Is pickleball still growing in 2026?
Yes. SFIA reported 171.8% growth from 2022 to 2025 and 24.3 million U.S. players in 2025. The rate is maturing from the earlier spike, which is what happens when a sport moves from breakout attention into repeat participation.
Who invested in pickleball in 2026?
Apollo Sports Capital led a $225 million structured investment in Pickleball Inc., the parent company of the PPA Tour and Major League Pickleball. Bluestone Equity Partners also invested $30 million in Selkirk Sport, showing capital moving into both the pro game and the equipment category.

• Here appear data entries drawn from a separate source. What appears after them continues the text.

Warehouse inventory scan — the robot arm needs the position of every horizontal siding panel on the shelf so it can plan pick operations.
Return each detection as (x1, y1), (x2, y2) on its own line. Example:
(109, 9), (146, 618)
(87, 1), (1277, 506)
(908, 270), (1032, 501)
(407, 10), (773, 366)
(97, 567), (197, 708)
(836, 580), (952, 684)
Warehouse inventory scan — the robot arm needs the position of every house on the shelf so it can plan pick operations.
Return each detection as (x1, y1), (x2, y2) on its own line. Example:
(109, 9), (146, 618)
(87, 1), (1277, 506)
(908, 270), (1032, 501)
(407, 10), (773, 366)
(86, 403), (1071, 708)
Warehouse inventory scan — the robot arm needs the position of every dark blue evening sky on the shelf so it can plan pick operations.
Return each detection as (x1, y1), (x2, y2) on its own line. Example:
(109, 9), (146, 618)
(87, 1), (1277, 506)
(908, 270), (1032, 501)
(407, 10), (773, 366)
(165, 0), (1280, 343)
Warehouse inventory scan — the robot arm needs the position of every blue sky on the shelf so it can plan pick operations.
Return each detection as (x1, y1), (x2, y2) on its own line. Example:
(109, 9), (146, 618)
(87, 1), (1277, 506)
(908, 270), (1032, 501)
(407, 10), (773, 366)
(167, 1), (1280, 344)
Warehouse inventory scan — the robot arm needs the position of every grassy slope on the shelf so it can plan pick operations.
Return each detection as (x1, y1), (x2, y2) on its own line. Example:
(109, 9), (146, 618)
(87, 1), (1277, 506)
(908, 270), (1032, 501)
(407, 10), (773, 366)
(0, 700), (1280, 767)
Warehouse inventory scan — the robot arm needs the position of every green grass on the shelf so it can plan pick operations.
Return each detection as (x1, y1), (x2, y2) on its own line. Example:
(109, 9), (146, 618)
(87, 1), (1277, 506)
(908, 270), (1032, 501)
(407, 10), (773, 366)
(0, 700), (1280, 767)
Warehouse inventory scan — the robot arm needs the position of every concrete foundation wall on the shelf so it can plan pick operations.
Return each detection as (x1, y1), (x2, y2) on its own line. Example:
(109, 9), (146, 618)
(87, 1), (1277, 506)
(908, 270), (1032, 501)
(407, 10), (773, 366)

What is the pickleball market worth?
One market forecast cited in the source file values the global pickleball market at $2.2 billion in 2024 and projects $9.1 billion by 2034. Equipment-specific forecasts vary, with one estimate putting the equipment market at $480.6 million in 2025 and another projecting $3.1 billion by 2032.
Is pickleball good for your health?
Research supports pickleball as a meaningful source of physical activity. One study found older adult players averaged more than 68 minutes of moderate-to-vigorous physical activity per session and more than 86 minutes in elevated heart-rate zones.
Is pickleball an Olympic sport?
No. Pickleball is not currently an Olympic sport. The stronger case for future inclusion depends on wider international participation, federation growth, consistent governance, and credible competition structures outside North America.